Guidance: Before installing or using this skill, consider the following: - Network & privacy: The fetch scripts forward the target URL to third‑party cleaning services (r.jina.ai, markdown.new, defuddle.md) and will also fetch the original URL locally if those services fail. That means the content and the URL (potentially including internal-only addresses like 169.254.169.254 or localhost) could be seen by external services or fetched from your agent. Do NOT run this on sensitive/internal URLs. - SSL verification: The code disables SSL verification for outgoing requests. This increases the risk of man‑in‑the‑middle interception. Consider enabling proper SSL checking before using in production. - Missing declared dependencies: The SKILL.md expects python3 and obsidian-cli, but the skill metadata does not declare required binaries or an install step. Ensure you have python3 and a safe method to import into Obsidian (verify what obsidian-cli does) before running. - Hardening suggestions: (1) Add domain whitelisting or block private IP ranges to prevent SSRF to internal resources. (2) Re-enable SSL verification or limit it to specific known hosts. (3) Consider running the fetch step in an isolated environment or on a machine that contains no sensitive credentials. (4) If you don't trust external cleaning services, replace them with a local converter or a vetted service. - If you want to proceed: audit scripts/fetch.py and scripts/smart-url.py locally, test with non-sensitive public URLs, and confirm obsidian-cli behavior (especially how it receives content) before using with real notes or private sites.

Review Dimensions

Purpose & Capability: concernThe skill's purpose (fetch web pages and import into Obsidian) matches the code and instructions, but SKILL.md references external tooling (obsidian-cli, python3) and network cleaning services while the skill declares no required binaries or install steps. Omitting obsidian-cli and python3 from declared requirements is an inconsistency that may mislead users about what will run on their machine.

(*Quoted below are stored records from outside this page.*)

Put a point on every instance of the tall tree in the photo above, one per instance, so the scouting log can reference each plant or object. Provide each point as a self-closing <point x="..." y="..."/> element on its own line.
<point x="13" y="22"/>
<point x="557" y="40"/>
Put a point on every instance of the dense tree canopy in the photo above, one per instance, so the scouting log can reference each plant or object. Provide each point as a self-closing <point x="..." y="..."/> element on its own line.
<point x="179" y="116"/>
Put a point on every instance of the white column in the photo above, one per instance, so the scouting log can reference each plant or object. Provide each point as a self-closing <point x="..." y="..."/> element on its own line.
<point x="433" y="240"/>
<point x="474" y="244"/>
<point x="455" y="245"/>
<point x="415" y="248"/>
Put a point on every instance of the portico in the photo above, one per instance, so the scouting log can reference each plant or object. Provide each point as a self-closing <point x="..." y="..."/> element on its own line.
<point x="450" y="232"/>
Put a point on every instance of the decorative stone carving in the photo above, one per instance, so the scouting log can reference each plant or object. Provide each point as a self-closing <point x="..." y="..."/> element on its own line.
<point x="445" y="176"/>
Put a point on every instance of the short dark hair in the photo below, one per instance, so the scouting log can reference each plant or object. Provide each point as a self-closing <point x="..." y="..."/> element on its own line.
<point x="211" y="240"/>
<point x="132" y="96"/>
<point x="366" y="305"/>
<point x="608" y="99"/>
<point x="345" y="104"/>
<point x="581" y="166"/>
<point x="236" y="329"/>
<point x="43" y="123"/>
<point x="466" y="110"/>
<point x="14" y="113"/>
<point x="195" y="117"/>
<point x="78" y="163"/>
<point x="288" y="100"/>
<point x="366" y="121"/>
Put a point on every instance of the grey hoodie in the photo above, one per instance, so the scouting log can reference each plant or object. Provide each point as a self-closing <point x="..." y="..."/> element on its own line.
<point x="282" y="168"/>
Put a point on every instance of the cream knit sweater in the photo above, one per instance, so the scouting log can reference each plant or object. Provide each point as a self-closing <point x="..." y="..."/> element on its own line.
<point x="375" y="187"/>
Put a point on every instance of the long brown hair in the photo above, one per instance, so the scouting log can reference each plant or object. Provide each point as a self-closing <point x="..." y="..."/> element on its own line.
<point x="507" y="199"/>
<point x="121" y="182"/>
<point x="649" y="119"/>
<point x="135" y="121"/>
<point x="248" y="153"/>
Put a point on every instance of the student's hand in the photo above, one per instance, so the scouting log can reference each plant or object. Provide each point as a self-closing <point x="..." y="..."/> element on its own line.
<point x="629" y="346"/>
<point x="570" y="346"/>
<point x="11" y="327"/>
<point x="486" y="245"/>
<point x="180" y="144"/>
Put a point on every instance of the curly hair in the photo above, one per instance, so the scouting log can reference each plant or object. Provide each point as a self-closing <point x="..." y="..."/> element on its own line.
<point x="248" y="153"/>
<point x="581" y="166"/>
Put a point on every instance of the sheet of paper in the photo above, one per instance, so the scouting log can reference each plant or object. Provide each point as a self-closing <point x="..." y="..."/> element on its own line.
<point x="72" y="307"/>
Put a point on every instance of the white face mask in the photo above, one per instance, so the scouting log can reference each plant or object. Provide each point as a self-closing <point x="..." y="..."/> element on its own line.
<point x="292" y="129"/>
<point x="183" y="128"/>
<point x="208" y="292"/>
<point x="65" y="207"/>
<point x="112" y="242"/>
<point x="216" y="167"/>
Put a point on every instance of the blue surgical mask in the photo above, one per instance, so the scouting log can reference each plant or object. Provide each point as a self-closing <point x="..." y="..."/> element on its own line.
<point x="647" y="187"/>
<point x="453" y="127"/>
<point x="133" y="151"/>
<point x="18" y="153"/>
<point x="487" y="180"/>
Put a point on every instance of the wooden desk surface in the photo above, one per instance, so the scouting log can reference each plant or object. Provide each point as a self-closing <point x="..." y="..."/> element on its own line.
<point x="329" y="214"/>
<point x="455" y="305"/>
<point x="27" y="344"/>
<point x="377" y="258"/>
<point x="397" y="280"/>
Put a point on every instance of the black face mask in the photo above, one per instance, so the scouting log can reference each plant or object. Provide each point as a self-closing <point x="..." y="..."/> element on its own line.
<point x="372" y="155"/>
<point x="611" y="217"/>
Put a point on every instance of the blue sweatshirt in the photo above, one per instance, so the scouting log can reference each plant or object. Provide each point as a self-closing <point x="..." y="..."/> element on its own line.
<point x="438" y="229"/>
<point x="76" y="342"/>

Instruction Scope: concernRuntime instructions call scripts that fetch URLs and send requests to third‑party cleaning services (r.jina.ai, markdown.new, defuddle.md). The scripts also fall back to fetching the original URL directly. This means supplied URLs (including internal addresses) can be requested either by the local agent or by external services, creating SSRF/data‑exfiltration and privacy risk. The code also disables SSL verification for these fetches.
Install Mechanism: noteThere is no install spec (instruction-only), which reduces install-surface risk. However, shipped Python scripts will be executed but required binaries (python3, obsidian-cli) are not declared — this is a procedural omission rather than an active install risk. No downloads from unknown URLs occur during install.
Credentials: noteThe skill requests no environment variables or credentials, which aligns with its stated functionality. However, the scripts transmit URLs/content to external services; the lack of any explicit credential or consent mechanism means private content could be exposed unintentionally to those services.
Persistence & Privilege: okThe skill does not request persistent or privileged presence (always:false) and does not modify other skills or system-wide configuration. It reads/writes a local temp.md file and calls obsidian-cli per instructions.